Today, though, they could not help themselves from lapdogging for Tom DeLay, which might be a mistake (as Republicans are saying to themselves everywhere, I suppose.) I don’t have a lot to add to this, other than to say that media outlets that stick strictly to the facts–House Majority Leader Tom DeLay has been indicted on a single felonious count of conspiracy, period–get merits, and those who waste a lot of ink on DeLay’s public excuses, whining, and ad hominem get demerits. I used to wonder why it was so important to all Republicans at all times to rush to the defense of each other, to argue the facts and the media long after the spin cycle is over and done and the public has made up its mind and moved on. (Sheesh, some of them STILL argue not just about Blanco and Nagin, but Vietnam and Richard Nixon. Guys, your team lost one or two or three. No one ever accused Republicans of being good sports, and there’s nothing worse than a sore winner.) But one technical point in the flap about DeLay: What I cannot understand is how the most brilliant, idle legal minds of their generation seem to willfully ignore the fact that it is not just DA Ronnie Earle who has indicted their idol, it is a Texas grand jury. I know these love-the-company-of-men bloggers are smart, and they’re underemployed lawyers and all that, but I suspect that grand jury down in Texas knows a thing or two about the law and the facts in this case. If they can’t argue the point intelligently, then one would really expect Power Line to more graciously fall into lockstep with the Grand Poobah, President Bush, when he says hold your tongue and let the legal process take its course. Trust, people! Gotta work on that–you could start by trusting your Commander in Chief, at least on this point.

In the Times yesterday, David Brooks mused on this form of groupthink, and formulated his own sort of lukewarm apology for Tom “The Hammer” DeLay. Brooks said,

“He’s actually a modest, decent and considerate man. But he is willing to sacrifice all else for the team.”

Now, one could certainly argue that, in private, Tom DeLay is the Great Pumpkin. But there is one thing that is exactly wrong about Brooks’s statement. There is one thing DeLay won’t sacrifice–himself. And “the team” may well suffer for it.
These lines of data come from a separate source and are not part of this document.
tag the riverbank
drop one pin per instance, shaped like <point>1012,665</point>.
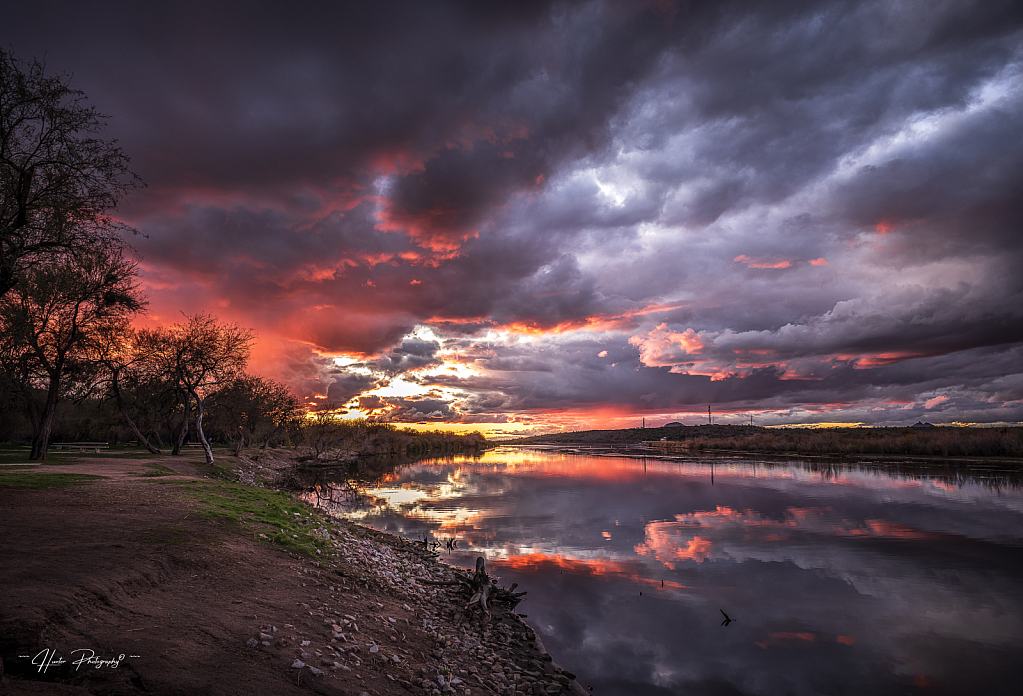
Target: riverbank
<point>209,586</point>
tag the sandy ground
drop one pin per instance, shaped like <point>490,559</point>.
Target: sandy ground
<point>123,571</point>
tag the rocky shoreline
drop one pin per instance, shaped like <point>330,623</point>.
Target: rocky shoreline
<point>353,631</point>
<point>186,585</point>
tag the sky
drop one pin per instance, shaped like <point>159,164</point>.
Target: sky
<point>520,217</point>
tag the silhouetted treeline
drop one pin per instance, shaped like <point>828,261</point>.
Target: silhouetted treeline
<point>942,441</point>
<point>326,439</point>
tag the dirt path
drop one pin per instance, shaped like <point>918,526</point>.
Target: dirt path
<point>123,566</point>
<point>133,571</point>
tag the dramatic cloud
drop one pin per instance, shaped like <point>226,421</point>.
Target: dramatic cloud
<point>580,213</point>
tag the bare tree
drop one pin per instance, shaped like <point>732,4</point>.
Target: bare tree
<point>201,355</point>
<point>58,182</point>
<point>51,321</point>
<point>128,363</point>
<point>255,407</point>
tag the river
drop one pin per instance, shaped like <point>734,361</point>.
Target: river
<point>838,578</point>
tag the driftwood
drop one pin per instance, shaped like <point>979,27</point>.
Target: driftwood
<point>483,590</point>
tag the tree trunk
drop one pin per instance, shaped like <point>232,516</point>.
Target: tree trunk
<point>198,429</point>
<point>182,432</point>
<point>41,437</point>
<point>124,411</point>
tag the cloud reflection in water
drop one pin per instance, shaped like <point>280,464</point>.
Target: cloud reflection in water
<point>848,581</point>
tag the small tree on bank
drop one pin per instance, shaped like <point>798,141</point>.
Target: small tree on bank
<point>201,356</point>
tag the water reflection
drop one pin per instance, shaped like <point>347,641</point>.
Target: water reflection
<point>840,579</point>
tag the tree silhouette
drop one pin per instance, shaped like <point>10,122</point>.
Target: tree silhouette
<point>52,320</point>
<point>58,182</point>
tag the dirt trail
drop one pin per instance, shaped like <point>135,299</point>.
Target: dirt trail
<point>121,567</point>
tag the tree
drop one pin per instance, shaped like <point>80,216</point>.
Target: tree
<point>129,364</point>
<point>58,182</point>
<point>51,321</point>
<point>201,355</point>
<point>255,407</point>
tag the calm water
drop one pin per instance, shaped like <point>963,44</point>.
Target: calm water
<point>840,581</point>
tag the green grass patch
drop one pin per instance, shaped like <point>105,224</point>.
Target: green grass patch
<point>285,521</point>
<point>156,470</point>
<point>44,480</point>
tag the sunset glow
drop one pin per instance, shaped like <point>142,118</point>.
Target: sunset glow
<point>478,220</point>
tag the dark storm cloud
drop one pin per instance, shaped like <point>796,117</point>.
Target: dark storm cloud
<point>812,191</point>
<point>347,384</point>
Here is why: Like so many of his colleagues, DeLay has become expert at weaponizing language (you know, the whole “framing” thing–brazen profiteering and selfishness, pronounced “tax relief”). But the one argument he is never going to win no matter how he frames it is that someone attacking him is doing so for strictly partisan reasons. No one will ever take seriously a man who has made an uninterrupted career of putting his party before all else, including the welfare of Americans. (His PAC, Texans for a Republican Majority–the name says it all. Priorities!) To charge the Texas grand jury and DA with partisanship strains credulity and patience, and the Gods are getting angry. You know, pride–fall–and so on. Americans do not longer want to hear what the pot thinks of the kettle.

I do love how David Brooks pulls his punches, only to make a below-the-belt grab. DeLay’s “team loyalty” is a misguided virtue; when Democrats indulge in it, it is “deaniac hyperpartisanship.” This is classic, fuzzy-logic Brooks. The intense partisanship that resulted in the impeachment of a president for getting his stuff puffed in the Oval Office, followed by six years of ruthless hubris and violence–that was all well and good, but that time is past. The rules have changed. Lefties who want a piece of that action are exhibiting a dysfunctional “need to rigidly hew to orthodoxy.” This is self-evident heresy when it is conducted by the wrong party.

As I’ve grown fond of saying, there aren’t a lot of deathbed conversions of liberals who wished they’d been more selfish, less sympathetic, who wished they’d spent more time saving money and hating the less fortunate and arguing for war and the elimination of social supports and building the federal deficit and devaluing the dollar and erasing the nation’s diplomatic credibility.

The only person I can think of like that is Sen. Norm Coleman.